É engraçado como o cérebro guarda apenas lembranças marcantes da infância. Segundo um estudo, são as memórias boas que permanecem, pois as desagradáveis somem para que a pessoa mantenha uma perspectiva positiva sobre a vida. Considerando essa afirmação, concluo que minha infância careceu de ludicidade e alegria, já que, das poucas coisas que me lembro, a maior parte tem a ver com fatos negativos.

Compreensível. Os anos cinquenta não foram tão dourados assim. A educação era repressora, e nós, crianças, tínhamos que segurar a onda, porque a distância entre pais e filhos era grande e não permitia diálogo, muito menos desabafos ou confidências.

Abrindo o baú do passado distante, encontrei lá, no fundo, uma passagem de quando eu tinha seis anos e repetia que a Primeira Comunhão era o evento mais feliz da minha vida. Sendo tão feliz, o episódio merece ser contado…

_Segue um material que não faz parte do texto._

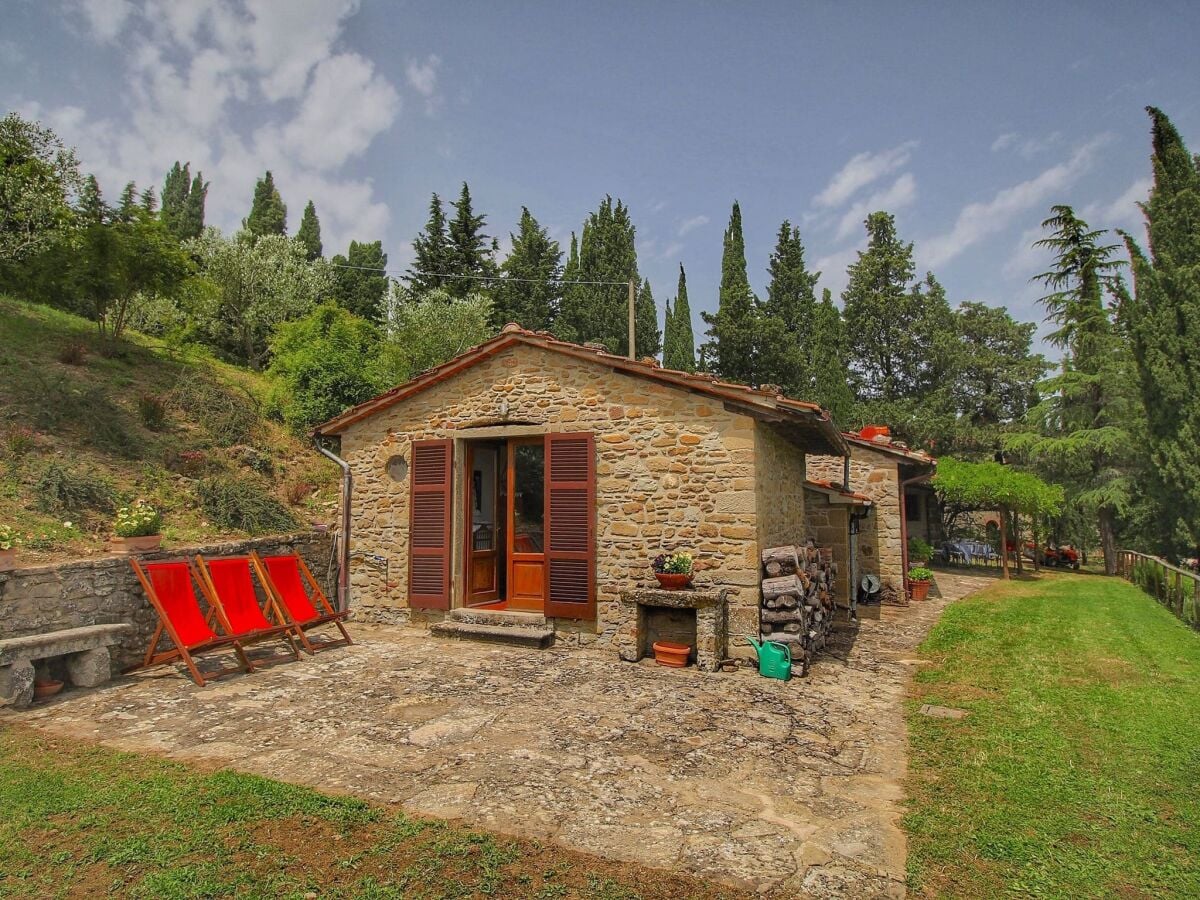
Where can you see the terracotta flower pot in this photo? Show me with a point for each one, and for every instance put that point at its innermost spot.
(671, 654)
(673, 581)
(138, 545)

A história aconteceu na “capital” – Santa Tereza – onde as crianças do interior se deslocavam uma semana antes para a preparação, que incluía o exame do catecismo, a confissão e o ensaio geral para o grande evento. Quanto a mim, pude também saborear, pela primeira vez, picolés industrializados. Com cinco cruzeiros na mochila, comprei um por dia, para inveja das coleguinhas.

Então, a cerimônia religiosa ia começar. Todas as meninas vestiam o seu traje branco, com véu e grinalda, parecendo noivas em miniatura. Estava tudo muito bom até chegar uma princesinha morena cujo nome também era régio, com tiara brilhante sobre os cabelos cacheados e um vestido de tirar o fôlego. Deslumbradas, fizemos um círculo em torno dela, que rodopiava para mostrar o movimento das saias. Um conto de fadas real que nos mostrou o lado em que estávamos: o da plebe.

Já na Igreja, a cerimônia foi cansativa, confusa e demorada, tipo as sessões de julgamento do Supremo. Lá pelas tantas, a fisiologia começou a se impor. Bexiga cheia, e o blá-blá-blá do bispo que não tinha fim. Deletei as particularidades – possivelmente estejam na nuvem, e só uma busca especializada seria capaz de resgatá-las – mas a imagem da “menininha” continua gravada no meu disco cerebral. Não conseguindo se segurar, “ela” deu início a um vazamento silencioso, encoberto pelo vestido longo. Felizmente o calor intenso ajudou a secar a pocinha formada junto aos pés, antes mesmo de terminar o rito.

E então, não foi um dia de extrema felicidade?!